Every major ETF category posted positive net flows in 2026. Every category except one.
Crypto ETFs stand alone as the only broad segment with net outflows year-to-date, a distinction driven almost entirely by the spot Bitcoin ETF exodus that accelerated in May. The $2.43 billion that left Bitcoin funds last month was the worst monthly total of the year, and the 10-day consecutive outflow streak that ended May 29 was the longest since the products launched in January 2024.
The contrast with other thematic categories is stark. In an ETF industry on pace for $2 trillion in annual inflows, crypto's negative flow footprint reveals where institutional risk appetite is — and where it is not.
Defense and Drones Fill the Risk Vacuum
Thematic ETF capital has rotated decisively toward geopolitical and technology plays. The Global X Defense Technology ETF (SHLD) gathered more than $1 billion in January, driven by escalating tensions in the Middle East and increased NATO defense spending commitments. The Rex Drones ETF (DRNZ), which launched in October 2025, has gained 29% since inception and holds roughly $60 million in assets — small in absolute terms but growing rapidly as drone warfare moves from niche to mainstream defense budgets.
The AI semiconductor trade continues to dominate growth equity flows. With the PHLX semiconductor index up nearly 80% year-to-date, ETFs tracking chip stocks have been the primary beneficiary of institutional capital that, in 2024 and early 2025, flowed into Bitcoin and Ethereum funds as a high-beta risk-on trade.

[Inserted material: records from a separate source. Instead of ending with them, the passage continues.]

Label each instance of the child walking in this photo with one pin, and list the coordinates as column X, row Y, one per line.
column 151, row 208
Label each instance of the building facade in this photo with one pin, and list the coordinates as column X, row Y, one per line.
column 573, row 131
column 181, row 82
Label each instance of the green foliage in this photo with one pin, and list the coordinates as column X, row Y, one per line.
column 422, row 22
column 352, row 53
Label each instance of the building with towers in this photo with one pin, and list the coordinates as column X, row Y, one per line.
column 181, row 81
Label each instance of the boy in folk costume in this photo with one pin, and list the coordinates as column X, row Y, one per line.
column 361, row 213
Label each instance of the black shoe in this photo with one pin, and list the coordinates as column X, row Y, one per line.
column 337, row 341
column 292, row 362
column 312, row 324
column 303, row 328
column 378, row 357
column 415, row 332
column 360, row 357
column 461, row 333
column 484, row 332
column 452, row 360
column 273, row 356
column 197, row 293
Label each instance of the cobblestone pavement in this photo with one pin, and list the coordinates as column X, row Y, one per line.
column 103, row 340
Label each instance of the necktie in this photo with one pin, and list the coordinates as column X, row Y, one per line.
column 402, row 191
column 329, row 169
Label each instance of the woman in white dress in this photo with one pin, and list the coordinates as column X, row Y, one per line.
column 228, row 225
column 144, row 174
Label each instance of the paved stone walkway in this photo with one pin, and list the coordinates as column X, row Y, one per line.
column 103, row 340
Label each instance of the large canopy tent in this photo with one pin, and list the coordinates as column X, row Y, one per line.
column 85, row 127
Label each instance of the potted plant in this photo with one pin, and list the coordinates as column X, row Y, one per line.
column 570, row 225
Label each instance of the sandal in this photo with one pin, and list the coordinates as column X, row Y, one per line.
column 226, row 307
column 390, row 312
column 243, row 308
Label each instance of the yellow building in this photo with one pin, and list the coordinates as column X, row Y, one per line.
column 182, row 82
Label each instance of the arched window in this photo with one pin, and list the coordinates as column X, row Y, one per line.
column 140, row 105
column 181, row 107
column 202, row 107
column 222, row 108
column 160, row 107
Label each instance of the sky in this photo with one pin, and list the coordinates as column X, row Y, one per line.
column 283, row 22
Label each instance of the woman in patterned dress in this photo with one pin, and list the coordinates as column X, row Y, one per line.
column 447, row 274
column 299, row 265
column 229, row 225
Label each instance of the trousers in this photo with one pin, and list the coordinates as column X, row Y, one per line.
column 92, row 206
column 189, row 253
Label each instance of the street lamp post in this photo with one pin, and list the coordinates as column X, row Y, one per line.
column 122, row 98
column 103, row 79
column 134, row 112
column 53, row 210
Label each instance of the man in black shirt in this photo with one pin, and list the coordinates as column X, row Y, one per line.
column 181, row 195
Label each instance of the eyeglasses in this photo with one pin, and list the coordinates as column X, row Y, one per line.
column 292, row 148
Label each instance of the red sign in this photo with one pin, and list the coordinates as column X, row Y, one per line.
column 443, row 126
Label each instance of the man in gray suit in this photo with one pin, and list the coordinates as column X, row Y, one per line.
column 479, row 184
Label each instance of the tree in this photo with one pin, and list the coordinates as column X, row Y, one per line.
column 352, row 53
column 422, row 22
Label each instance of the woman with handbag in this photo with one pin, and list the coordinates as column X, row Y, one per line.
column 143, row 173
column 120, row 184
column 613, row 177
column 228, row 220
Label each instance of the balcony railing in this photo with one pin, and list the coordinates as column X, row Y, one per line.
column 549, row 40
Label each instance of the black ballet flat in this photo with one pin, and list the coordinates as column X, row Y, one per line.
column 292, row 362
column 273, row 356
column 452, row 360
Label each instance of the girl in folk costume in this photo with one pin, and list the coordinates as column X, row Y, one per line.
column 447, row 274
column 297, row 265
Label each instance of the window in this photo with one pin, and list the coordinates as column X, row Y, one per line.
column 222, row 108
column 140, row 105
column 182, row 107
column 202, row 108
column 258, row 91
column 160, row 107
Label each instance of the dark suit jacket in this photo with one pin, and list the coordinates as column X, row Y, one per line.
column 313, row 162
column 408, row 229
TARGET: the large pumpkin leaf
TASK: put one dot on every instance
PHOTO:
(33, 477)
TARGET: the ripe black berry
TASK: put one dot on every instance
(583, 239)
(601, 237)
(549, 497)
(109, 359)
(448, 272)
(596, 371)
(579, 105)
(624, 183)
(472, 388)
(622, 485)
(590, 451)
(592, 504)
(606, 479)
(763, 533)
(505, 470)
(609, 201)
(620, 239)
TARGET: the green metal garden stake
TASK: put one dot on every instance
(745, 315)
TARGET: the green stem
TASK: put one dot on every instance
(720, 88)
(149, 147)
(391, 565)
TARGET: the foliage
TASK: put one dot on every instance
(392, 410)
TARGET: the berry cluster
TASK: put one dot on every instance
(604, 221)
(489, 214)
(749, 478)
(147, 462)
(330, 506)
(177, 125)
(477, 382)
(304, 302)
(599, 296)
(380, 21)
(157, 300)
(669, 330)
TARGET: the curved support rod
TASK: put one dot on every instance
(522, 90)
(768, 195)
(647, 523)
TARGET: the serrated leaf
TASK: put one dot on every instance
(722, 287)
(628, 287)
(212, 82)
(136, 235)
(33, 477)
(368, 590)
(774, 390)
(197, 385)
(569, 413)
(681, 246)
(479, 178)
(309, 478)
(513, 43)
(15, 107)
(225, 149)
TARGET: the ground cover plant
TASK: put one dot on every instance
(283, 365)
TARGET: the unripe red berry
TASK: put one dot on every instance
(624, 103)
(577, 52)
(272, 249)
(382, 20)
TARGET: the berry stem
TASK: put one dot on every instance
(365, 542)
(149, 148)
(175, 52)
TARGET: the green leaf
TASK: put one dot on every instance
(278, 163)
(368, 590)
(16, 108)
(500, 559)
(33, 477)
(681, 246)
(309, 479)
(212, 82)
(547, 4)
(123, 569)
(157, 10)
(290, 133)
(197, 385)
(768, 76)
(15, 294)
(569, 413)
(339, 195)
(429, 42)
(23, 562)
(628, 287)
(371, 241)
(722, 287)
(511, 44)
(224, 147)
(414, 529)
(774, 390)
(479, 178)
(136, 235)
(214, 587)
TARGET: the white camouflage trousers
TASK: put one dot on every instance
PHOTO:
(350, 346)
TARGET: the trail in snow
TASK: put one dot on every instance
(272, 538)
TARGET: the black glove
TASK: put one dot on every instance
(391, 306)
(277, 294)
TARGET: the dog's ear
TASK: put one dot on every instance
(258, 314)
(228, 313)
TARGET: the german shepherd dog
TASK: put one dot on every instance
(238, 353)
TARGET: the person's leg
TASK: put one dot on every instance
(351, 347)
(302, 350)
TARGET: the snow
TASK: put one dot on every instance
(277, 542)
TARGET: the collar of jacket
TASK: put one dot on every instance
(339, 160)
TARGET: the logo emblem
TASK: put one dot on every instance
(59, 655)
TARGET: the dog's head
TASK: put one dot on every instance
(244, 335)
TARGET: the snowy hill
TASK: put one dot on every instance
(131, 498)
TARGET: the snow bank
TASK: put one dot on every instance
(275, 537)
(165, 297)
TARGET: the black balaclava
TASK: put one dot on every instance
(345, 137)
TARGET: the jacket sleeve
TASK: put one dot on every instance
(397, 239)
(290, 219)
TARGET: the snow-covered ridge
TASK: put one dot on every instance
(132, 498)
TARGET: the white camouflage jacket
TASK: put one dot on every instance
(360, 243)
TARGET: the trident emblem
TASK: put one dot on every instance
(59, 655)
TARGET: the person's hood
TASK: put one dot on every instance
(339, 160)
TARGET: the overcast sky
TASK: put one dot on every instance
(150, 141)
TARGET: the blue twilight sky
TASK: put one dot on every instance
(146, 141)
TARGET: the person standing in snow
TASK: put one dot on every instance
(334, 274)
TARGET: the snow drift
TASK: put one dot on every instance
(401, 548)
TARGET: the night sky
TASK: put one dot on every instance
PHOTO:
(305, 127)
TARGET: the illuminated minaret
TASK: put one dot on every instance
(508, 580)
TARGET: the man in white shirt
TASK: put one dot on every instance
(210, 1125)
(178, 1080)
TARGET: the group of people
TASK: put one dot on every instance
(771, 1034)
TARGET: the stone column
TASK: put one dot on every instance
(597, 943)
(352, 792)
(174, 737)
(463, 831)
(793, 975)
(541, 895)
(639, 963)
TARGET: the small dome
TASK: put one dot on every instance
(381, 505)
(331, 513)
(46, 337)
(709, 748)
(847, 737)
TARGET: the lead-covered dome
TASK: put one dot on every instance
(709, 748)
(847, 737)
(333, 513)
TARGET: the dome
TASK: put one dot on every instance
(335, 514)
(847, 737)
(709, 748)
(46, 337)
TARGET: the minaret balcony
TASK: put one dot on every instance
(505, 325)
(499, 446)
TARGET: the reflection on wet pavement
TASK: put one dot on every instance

That rotation is measurable. During the same May period when Bitcoin ETFs lost nearly $3 billion, growth equity ETFs led by SCHG, VUG, and SPYG each pulled in more than $2 billion. The institutional trade is clear: AI semiconductors are the new high-beta allocation, and crypto has lost its positioning as the risk-on vehicle of choice.
The Grayscale Drag
Grayscale's Bitcoin Trust ETF (GBTC) remains a structural headwind. The fund's higher fee relative to IBIT and FBTC continues to drive persistent outflows as investors migrate to cheaper alternatives. But what changed in May was that even IBIT — the gold standard of spot Bitcoin ETF products — experienced near-record redemptions, signaling that the outflow problem extends beyond fee arbitrage to genuine risk reduction.
The crypto ETF picture is not uniformly negative, however. XRP ETFs recorded $60.5 million in net inflows during the week ending May 15, a 2026 high for the category. Solana spot ETFs brought in $15.6 million over the past week. These flows suggest that institutional allocators are not abandoning crypto entirely — they are diversifying within the space, moving from Bitcoin toward altcoin ETFs with differentiated use cases.
What Breaks the Pattern
For crypto ETFs to reverse the outflow trend, one of three things needs to happen: Bitcoin needs to reclaim $80,000 convincingly, geopolitical risk needs to de-escalate enough to restore risk-on positioning, or the AI trade needs to cool off enough to send capital looking for the next beta play.
None of those appear imminent. The COMPUTEX keynote just reignited the AI semiconductor narrative. Tensions near the Strait of Hormuz remain elevated. And Bitcoin's technical structure — below all major moving averages with deteriorating momentum — offers no evidence of a near-term reversal.
The June calendar centers on Broadcom earnings (June 3), the FOMC meeting, and the May CPI report. If inflation data surprises to the downside and the Fed signals rate cuts, the resulting risk-on move could stabilize crypto ETF flows. Short of that, expect defense, AI, and bond ETFs to continue absorbing the capital that crypto products are losing.